7 Elul 5778‎ | 18 août 2018

Le plan ambitieux d’Edouard Philippe contre la radicalisation

French Prime Minister Edouard Philippe talks at the Munich Security Conference in Munich, Germany, February 17, 2018. REUTERS/Michaela Rehle - UP1EE2H0U5934

Le Premier ministre Edouard Philippe a dévoilé le 23 février, à Lille, le contenu du plan national de prévention de la radicalisation. C’est le quatrième du genre en quelques années mais il va beaucoup plus loin que les précédents.

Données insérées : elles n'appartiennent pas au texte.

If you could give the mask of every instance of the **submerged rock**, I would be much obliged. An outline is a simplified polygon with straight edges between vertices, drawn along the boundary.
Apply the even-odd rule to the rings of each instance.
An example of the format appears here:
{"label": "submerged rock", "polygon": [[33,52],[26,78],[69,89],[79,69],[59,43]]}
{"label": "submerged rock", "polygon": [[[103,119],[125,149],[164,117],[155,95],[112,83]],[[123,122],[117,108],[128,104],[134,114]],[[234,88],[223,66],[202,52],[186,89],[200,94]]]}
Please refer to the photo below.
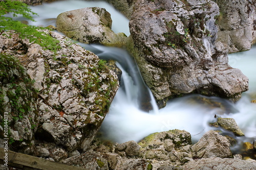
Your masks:
{"label": "submerged rock", "polygon": [[57,17],[57,30],[80,42],[108,44],[122,42],[126,37],[116,34],[110,14],[104,8],[92,7],[67,11]]}
{"label": "submerged rock", "polygon": [[[22,40],[15,34],[11,39],[0,36],[1,52],[20,60],[26,68],[24,72],[35,81],[33,88],[39,91],[35,94],[35,101],[31,92],[21,96],[21,104],[27,100],[36,103],[39,120],[32,129],[27,127],[32,126],[34,115],[30,115],[31,120],[19,117],[15,129],[21,127],[26,133],[24,136],[17,136],[30,141],[35,133],[36,139],[55,142],[69,152],[86,151],[108,112],[119,87],[118,78],[94,54],[57,33],[48,33],[59,40],[60,48],[55,52]],[[24,87],[28,90],[26,86],[29,83],[27,84]],[[31,107],[25,110],[24,114],[29,115],[33,110]]]}
{"label": "submerged rock", "polygon": [[136,2],[127,48],[157,100],[196,92],[237,101],[248,90],[216,41],[219,11],[211,1]]}

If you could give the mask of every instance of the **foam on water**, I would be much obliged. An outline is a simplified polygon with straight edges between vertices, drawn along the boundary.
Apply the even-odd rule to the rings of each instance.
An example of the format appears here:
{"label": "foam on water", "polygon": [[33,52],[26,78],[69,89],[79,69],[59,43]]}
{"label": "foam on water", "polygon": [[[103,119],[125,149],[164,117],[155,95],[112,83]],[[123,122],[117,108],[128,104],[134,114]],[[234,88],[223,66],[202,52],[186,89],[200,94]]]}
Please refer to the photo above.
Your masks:
{"label": "foam on water", "polygon": [[[37,22],[30,23],[54,25],[54,19],[47,19],[56,18],[59,14],[67,11],[97,6],[105,8],[111,13],[113,21],[112,29],[115,32],[130,35],[129,20],[103,2],[61,1],[31,7],[39,16],[35,16]],[[123,72],[120,88],[101,126],[101,131],[106,138],[119,143],[131,140],[138,141],[152,133],[178,129],[190,133],[195,142],[205,132],[213,129],[208,123],[216,120],[215,115],[217,114],[234,118],[246,137],[256,139],[256,104],[250,103],[251,96],[256,94],[255,46],[249,51],[229,55],[230,65],[241,69],[250,80],[249,91],[245,93],[236,104],[219,98],[194,95],[173,100],[166,107],[158,110],[152,94],[141,79],[138,66],[127,52],[96,45],[82,45],[102,58],[115,60]],[[225,109],[200,104],[197,99],[200,98],[221,103],[225,106]],[[149,113],[140,107],[145,101],[151,102],[149,105],[153,110]],[[244,140],[251,142],[249,138]]]}
{"label": "foam on water", "polygon": [[47,27],[49,25],[56,26],[54,19],[61,13],[87,7],[98,7],[104,8],[111,13],[112,19],[112,30],[116,33],[124,33],[130,35],[129,28],[129,20],[119,11],[108,3],[104,1],[58,1],[51,3],[44,3],[42,5],[31,6],[32,11],[39,16],[34,15],[34,18],[37,22],[29,22],[30,25]]}

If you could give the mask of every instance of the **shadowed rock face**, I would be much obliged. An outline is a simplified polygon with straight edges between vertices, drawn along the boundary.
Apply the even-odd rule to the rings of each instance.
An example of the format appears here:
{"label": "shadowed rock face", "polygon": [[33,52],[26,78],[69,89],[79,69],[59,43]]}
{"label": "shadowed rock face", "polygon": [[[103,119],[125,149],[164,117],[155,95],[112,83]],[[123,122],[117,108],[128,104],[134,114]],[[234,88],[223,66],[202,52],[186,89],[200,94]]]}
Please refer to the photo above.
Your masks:
{"label": "shadowed rock face", "polygon": [[227,48],[216,41],[215,2],[140,0],[134,9],[130,45],[156,99],[195,92],[236,101],[248,89],[248,79],[228,65]]}
{"label": "shadowed rock face", "polygon": [[255,2],[227,0],[216,3],[220,7],[217,18],[218,40],[225,44],[229,53],[250,50],[256,37]]}

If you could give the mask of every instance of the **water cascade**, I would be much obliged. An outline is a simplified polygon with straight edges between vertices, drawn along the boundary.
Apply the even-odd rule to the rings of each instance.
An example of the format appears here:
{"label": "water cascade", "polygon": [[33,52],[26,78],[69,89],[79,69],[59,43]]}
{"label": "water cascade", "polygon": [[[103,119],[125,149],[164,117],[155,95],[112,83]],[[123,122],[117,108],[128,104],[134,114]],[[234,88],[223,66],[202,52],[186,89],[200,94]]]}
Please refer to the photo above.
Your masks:
{"label": "water cascade", "polygon": [[[30,24],[54,25],[55,20],[49,19],[56,18],[61,12],[97,6],[106,8],[111,13],[114,31],[130,35],[129,20],[111,6],[102,2],[62,1],[31,7],[39,16],[35,16],[37,22]],[[119,143],[131,140],[138,141],[152,133],[178,129],[190,133],[195,142],[205,132],[213,129],[208,124],[216,120],[215,116],[217,115],[233,118],[247,137],[243,138],[245,141],[251,142],[252,138],[256,139],[256,104],[250,103],[253,94],[256,98],[256,78],[253,75],[256,69],[252,65],[256,63],[253,55],[256,52],[255,46],[248,52],[230,55],[231,66],[241,69],[250,81],[249,91],[245,93],[237,103],[217,97],[191,95],[172,100],[166,107],[158,110],[137,66],[125,50],[98,45],[83,45],[103,59],[115,60],[122,71],[121,87],[101,127],[105,137]],[[203,102],[205,101],[219,105],[206,104],[209,103]],[[148,105],[153,109],[149,112],[142,109],[144,101],[150,103]]]}

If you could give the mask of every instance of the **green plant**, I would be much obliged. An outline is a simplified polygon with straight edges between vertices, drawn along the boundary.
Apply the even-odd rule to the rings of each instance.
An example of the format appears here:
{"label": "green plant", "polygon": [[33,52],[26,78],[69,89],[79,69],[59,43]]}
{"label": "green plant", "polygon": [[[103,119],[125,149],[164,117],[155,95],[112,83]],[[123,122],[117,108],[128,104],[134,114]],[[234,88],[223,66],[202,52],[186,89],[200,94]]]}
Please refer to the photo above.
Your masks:
{"label": "green plant", "polygon": [[[37,15],[28,8],[28,6],[19,1],[4,1],[0,2],[0,32],[3,35],[10,37],[12,33],[17,33],[22,39],[27,38],[30,42],[39,44],[45,48],[56,51],[60,48],[59,41],[43,31],[44,28],[28,26],[11,17],[5,16],[12,13],[13,17],[22,15],[24,17],[33,21],[31,14]],[[4,31],[11,31],[11,35],[3,33]],[[31,36],[33,35],[33,36]]]}

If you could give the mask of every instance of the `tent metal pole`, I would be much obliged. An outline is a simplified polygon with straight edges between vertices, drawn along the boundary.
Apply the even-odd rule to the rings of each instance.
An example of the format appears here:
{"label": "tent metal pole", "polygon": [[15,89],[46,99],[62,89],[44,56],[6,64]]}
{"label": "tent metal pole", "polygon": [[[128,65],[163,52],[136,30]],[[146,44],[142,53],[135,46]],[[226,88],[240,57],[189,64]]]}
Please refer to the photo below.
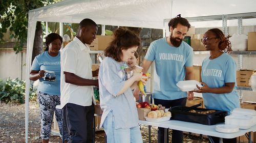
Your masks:
{"label": "tent metal pole", "polygon": [[101,35],[105,35],[105,25],[101,25]]}
{"label": "tent metal pole", "polygon": [[63,37],[63,22],[59,22],[59,35]]}
{"label": "tent metal pole", "polygon": [[46,36],[48,35],[49,34],[49,32],[48,32],[48,22],[46,21]]}

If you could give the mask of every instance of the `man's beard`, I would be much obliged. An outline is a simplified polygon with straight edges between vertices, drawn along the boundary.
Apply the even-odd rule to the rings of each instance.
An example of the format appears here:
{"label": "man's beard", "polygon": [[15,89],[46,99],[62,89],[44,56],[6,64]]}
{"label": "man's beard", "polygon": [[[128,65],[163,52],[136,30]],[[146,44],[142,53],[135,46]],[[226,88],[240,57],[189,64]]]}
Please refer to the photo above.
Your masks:
{"label": "man's beard", "polygon": [[[177,40],[180,39],[180,41],[177,41]],[[182,39],[180,39],[179,38],[173,38],[173,33],[170,34],[170,43],[175,46],[175,47],[178,47],[181,44],[181,42],[182,42]]]}

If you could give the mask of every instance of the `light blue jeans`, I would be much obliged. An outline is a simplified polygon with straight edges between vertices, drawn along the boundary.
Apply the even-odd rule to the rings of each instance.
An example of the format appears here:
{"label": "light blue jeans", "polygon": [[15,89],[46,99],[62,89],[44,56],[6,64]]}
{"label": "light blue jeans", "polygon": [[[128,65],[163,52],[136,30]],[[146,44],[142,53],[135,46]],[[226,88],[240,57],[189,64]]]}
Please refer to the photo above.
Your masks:
{"label": "light blue jeans", "polygon": [[142,143],[142,137],[139,125],[129,129],[115,129],[115,121],[112,111],[110,111],[103,124],[108,142]]}

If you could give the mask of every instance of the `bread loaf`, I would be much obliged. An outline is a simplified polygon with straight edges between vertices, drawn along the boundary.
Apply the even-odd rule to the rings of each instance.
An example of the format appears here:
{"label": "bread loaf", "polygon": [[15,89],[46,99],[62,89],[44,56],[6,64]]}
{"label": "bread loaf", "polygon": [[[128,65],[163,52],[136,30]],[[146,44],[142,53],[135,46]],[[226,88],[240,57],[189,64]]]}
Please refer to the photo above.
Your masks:
{"label": "bread loaf", "polygon": [[159,110],[161,112],[161,117],[163,117],[163,115],[164,114],[164,111],[163,110]]}
{"label": "bread loaf", "polygon": [[150,118],[157,118],[157,113],[155,111],[150,111],[147,114],[147,117]]}
{"label": "bread loaf", "polygon": [[162,113],[161,113],[161,111],[160,110],[155,110],[155,111],[157,113],[157,118],[161,118],[161,117],[162,116],[161,116]]}
{"label": "bread loaf", "polygon": [[164,113],[164,114],[163,115],[163,116],[164,117],[168,117],[168,116],[171,116],[171,115],[171,115],[170,111],[167,111],[167,112]]}

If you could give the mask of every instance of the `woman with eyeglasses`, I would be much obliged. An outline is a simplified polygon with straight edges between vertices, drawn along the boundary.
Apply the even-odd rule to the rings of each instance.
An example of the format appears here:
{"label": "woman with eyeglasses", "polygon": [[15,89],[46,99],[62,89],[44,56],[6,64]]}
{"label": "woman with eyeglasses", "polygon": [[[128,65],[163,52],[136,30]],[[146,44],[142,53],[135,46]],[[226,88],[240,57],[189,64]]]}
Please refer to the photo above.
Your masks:
{"label": "woman with eyeglasses", "polygon": [[[202,84],[198,86],[202,93],[205,107],[225,110],[229,113],[236,108],[239,108],[239,97],[236,91],[236,64],[232,57],[226,52],[231,51],[230,36],[225,37],[218,28],[207,31],[201,39],[206,50],[210,51],[202,64]],[[219,142],[219,138],[211,137],[214,142]],[[223,138],[223,142],[237,142],[236,138]]]}

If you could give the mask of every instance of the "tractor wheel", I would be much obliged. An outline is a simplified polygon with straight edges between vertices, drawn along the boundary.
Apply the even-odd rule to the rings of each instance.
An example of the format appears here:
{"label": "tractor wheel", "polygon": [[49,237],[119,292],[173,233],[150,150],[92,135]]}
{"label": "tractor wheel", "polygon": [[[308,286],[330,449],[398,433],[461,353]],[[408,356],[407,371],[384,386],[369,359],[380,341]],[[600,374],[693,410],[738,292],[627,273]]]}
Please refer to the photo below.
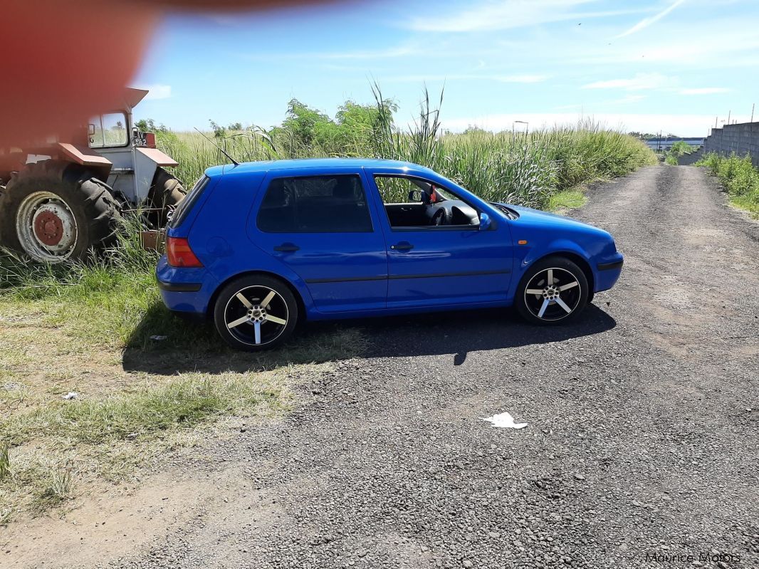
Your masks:
{"label": "tractor wheel", "polygon": [[179,180],[162,168],[157,168],[147,194],[149,225],[156,229],[165,227],[169,215],[186,193]]}
{"label": "tractor wheel", "polygon": [[30,164],[0,196],[0,244],[38,261],[83,259],[106,244],[121,206],[105,182],[76,164]]}

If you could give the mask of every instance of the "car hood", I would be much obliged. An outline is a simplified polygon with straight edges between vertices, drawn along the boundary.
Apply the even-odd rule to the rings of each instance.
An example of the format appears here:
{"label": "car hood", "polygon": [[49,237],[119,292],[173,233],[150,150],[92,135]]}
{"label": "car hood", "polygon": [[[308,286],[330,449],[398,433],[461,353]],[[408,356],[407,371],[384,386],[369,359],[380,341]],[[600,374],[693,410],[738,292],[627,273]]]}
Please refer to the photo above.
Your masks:
{"label": "car hood", "polygon": [[540,209],[534,209],[531,207],[512,206],[510,203],[501,203],[499,205],[511,208],[519,214],[519,218],[515,220],[514,223],[519,223],[521,222],[523,223],[533,225],[549,225],[553,227],[560,225],[563,228],[566,228],[567,229],[584,229],[586,231],[591,229],[595,231],[606,233],[603,229],[599,229],[598,228],[589,225],[587,223],[578,222],[577,219],[572,219],[571,217],[557,215],[555,213],[549,213],[548,212],[543,212]]}

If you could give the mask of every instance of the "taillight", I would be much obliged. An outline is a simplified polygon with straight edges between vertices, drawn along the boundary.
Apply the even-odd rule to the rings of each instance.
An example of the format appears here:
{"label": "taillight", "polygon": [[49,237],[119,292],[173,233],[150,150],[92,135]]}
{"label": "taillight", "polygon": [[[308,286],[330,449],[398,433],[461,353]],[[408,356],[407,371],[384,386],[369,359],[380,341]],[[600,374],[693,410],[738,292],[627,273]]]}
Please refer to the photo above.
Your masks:
{"label": "taillight", "polygon": [[172,267],[202,267],[184,237],[166,237],[166,258]]}

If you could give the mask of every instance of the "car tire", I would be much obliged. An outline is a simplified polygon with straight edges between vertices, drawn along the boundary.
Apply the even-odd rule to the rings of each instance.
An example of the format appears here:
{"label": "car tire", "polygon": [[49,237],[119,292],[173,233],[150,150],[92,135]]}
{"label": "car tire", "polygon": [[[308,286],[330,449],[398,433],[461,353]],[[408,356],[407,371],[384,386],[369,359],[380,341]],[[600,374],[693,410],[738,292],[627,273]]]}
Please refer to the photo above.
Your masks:
{"label": "car tire", "polygon": [[298,324],[295,296],[282,281],[263,275],[236,278],[219,292],[213,320],[222,338],[249,352],[282,345]]}
{"label": "car tire", "polygon": [[588,302],[585,273],[561,256],[542,259],[528,269],[517,287],[514,305],[528,322],[556,325],[572,322]]}

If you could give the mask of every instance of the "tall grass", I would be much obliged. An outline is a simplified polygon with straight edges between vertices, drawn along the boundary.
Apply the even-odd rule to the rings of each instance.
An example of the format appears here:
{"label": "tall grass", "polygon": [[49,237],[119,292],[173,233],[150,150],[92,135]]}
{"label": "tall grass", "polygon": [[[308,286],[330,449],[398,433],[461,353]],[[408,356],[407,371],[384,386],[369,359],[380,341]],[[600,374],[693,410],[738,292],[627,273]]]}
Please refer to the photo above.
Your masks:
{"label": "tall grass", "polygon": [[729,156],[710,152],[696,165],[706,166],[720,178],[734,206],[759,218],[759,170],[754,168],[751,156],[742,158],[735,152]]}
{"label": "tall grass", "polygon": [[[547,206],[562,190],[657,163],[638,139],[591,121],[529,134],[477,129],[446,133],[440,116],[442,94],[433,102],[425,93],[416,119],[402,128],[395,121],[395,107],[376,85],[373,94],[373,109],[346,103],[364,112],[360,124],[340,123],[339,118],[333,121],[311,112],[305,125],[285,121],[268,131],[252,127],[209,134],[238,162],[337,156],[404,160],[431,168],[486,200],[537,208]],[[168,132],[158,140],[162,149],[179,162],[177,174],[186,184],[209,166],[226,162],[197,133]]]}

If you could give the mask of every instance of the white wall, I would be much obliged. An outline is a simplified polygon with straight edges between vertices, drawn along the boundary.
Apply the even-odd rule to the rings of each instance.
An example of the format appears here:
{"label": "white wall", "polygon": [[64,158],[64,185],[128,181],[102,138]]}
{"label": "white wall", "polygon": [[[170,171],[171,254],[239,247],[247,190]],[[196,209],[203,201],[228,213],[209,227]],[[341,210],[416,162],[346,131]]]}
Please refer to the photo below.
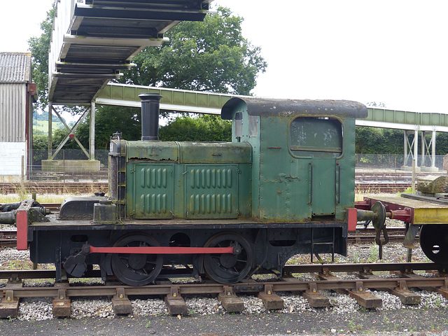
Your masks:
{"label": "white wall", "polygon": [[26,172],[25,142],[0,142],[0,180],[10,179],[8,176],[22,176],[22,155],[24,156]]}

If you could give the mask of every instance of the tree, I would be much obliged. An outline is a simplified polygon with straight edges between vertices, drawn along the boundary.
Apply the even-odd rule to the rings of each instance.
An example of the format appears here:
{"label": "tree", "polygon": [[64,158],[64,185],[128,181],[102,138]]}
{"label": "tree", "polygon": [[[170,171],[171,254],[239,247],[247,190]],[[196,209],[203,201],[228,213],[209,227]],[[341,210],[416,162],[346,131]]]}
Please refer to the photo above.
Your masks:
{"label": "tree", "polygon": [[249,94],[267,64],[260,47],[242,36],[243,18],[220,7],[204,22],[184,21],[169,31],[169,42],[147,48],[121,83],[196,91]]}
{"label": "tree", "polygon": [[37,85],[38,99],[37,106],[44,110],[48,104],[48,51],[55,17],[55,4],[47,12],[46,19],[41,22],[43,33],[39,37],[31,37],[28,45],[31,55],[33,80]]}
{"label": "tree", "polygon": [[230,141],[232,124],[219,115],[181,117],[160,127],[159,135],[164,141]]}

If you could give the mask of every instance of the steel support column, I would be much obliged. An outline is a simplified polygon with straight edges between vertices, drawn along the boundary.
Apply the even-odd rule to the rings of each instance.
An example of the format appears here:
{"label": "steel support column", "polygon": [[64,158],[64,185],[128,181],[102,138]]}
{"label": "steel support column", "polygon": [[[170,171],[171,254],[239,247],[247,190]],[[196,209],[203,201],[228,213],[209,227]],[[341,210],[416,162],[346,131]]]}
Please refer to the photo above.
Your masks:
{"label": "steel support column", "polygon": [[51,102],[48,102],[48,160],[51,160],[52,156],[52,110],[53,105]]}
{"label": "steel support column", "polygon": [[435,168],[435,131],[433,130],[431,136],[431,168]]}
{"label": "steel support column", "polygon": [[90,125],[89,136],[89,160],[95,160],[95,103],[90,103]]}

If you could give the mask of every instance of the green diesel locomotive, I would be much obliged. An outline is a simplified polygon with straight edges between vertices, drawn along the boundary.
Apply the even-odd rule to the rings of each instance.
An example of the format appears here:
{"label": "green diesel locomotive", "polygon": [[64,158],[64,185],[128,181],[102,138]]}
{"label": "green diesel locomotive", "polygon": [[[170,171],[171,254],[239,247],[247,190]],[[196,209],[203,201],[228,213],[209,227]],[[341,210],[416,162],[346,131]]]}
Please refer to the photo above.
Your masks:
{"label": "green diesel locomotive", "polygon": [[111,139],[108,197],[69,199],[50,221],[18,220],[18,246],[29,244],[34,262],[54,262],[57,280],[99,265],[104,279],[132,286],[178,276],[233,284],[281,276],[298,253],[346,253],[364,105],[236,97],[221,111],[232,142],[162,142],[160,97],[141,95],[142,141]]}

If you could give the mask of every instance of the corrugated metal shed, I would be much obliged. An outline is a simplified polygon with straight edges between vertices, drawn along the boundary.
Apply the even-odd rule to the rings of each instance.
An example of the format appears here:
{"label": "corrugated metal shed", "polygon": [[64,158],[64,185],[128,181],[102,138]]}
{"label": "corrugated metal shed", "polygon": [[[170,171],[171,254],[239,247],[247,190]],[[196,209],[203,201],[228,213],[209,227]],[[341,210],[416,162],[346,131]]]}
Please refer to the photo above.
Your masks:
{"label": "corrugated metal shed", "polygon": [[0,83],[31,81],[31,53],[0,52]]}
{"label": "corrugated metal shed", "polygon": [[29,52],[0,52],[0,142],[27,140],[31,73]]}

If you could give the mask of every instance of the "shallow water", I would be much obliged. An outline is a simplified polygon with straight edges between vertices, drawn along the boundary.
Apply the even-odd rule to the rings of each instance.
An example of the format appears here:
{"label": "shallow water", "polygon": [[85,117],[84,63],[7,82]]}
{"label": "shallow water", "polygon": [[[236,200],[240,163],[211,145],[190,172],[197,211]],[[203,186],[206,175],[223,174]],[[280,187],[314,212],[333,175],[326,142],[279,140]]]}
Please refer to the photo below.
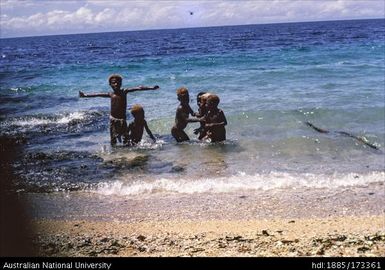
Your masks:
{"label": "shallow water", "polygon": [[[211,27],[1,40],[0,128],[18,139],[23,191],[102,194],[360,186],[384,180],[384,20]],[[207,38],[207,37],[210,38]],[[137,92],[156,144],[109,145],[111,73]],[[175,90],[221,98],[227,141],[170,135]],[[131,116],[128,116],[128,121]],[[316,132],[305,122],[331,131]],[[372,149],[339,131],[363,137]]]}

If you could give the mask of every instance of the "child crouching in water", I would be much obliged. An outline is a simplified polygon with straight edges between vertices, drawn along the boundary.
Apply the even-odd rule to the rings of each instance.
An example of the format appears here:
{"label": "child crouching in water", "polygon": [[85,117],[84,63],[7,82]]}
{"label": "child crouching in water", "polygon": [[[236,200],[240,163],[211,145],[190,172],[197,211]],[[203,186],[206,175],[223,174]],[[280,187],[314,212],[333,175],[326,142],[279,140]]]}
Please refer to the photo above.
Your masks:
{"label": "child crouching in water", "polygon": [[147,121],[144,120],[144,110],[141,105],[134,105],[131,108],[131,114],[134,117],[127,128],[127,137],[128,145],[136,145],[142,140],[143,130],[146,129],[146,132],[150,138],[156,142],[154,135],[152,135],[151,130],[148,128]]}
{"label": "child crouching in water", "polygon": [[213,94],[210,94],[206,101],[207,113],[204,117],[206,136],[203,139],[208,139],[210,142],[226,140],[227,120],[223,111],[218,108],[219,101],[219,97]]}

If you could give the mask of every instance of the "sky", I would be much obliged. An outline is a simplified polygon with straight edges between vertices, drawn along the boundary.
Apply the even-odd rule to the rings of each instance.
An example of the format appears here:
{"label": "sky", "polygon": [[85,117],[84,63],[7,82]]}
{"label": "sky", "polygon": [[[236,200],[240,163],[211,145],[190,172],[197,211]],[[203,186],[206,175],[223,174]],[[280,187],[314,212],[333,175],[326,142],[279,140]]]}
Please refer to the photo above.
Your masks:
{"label": "sky", "polygon": [[385,17],[383,0],[0,0],[0,38]]}

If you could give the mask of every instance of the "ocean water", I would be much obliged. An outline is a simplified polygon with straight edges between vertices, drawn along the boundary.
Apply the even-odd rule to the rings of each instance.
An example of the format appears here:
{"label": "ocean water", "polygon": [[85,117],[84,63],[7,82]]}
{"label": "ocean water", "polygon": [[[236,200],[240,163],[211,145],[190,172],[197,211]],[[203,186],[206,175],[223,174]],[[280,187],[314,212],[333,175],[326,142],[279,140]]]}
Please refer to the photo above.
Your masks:
{"label": "ocean water", "polygon": [[[0,129],[20,151],[12,164],[18,191],[133,196],[384,181],[383,19],[0,42]],[[160,86],[128,95],[128,109],[143,105],[157,143],[144,135],[137,147],[112,148],[110,101],[78,98],[79,90],[110,91],[112,73],[123,87]],[[190,142],[173,140],[180,86],[194,110],[198,92],[219,95],[226,142],[198,141],[194,123]]]}

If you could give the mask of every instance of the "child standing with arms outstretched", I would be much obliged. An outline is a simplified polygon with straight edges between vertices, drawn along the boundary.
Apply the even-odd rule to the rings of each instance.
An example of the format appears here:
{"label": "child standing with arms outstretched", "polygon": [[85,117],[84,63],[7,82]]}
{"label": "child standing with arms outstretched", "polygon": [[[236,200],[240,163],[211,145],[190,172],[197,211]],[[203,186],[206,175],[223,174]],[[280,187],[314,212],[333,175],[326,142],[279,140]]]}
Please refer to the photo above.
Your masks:
{"label": "child standing with arms outstretched", "polygon": [[205,116],[206,137],[211,142],[221,142],[226,140],[227,120],[225,114],[218,108],[219,97],[210,94],[206,101],[207,114]]}
{"label": "child standing with arms outstretched", "polygon": [[111,99],[111,114],[110,114],[110,136],[111,145],[116,145],[117,140],[123,143],[128,143],[127,137],[127,122],[126,122],[126,108],[127,108],[127,93],[144,90],[156,90],[159,86],[137,86],[131,88],[122,89],[122,76],[113,74],[108,78],[108,82],[113,90],[110,93],[96,93],[85,94],[79,91],[79,97],[106,97]]}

Le chef du gouvernement a notamment annoncé le renforcement du contrôle des écoles musulmanes hors contrat afin de lutter contre les théories complotistes et préjugés antisémites qui circulent dans ces établissements. Les enseignants du public comme du privé seront globalement mieux formés pour qu’ils sachent comment apprendre aux élèves à distinguer ce qui relève de la connaissance de ce qui relève du conspirationnisme.

Par ailleurs, de nouveaux quartiers vont être aménagés dans les prisons pour isoler complètement les détenus islamistes, avec la création de mille cinq cents places dans ces zones « étanches », dont quatre cent cinquante d’ici fin 2018. Une décision ambitieuse et… coûteuse.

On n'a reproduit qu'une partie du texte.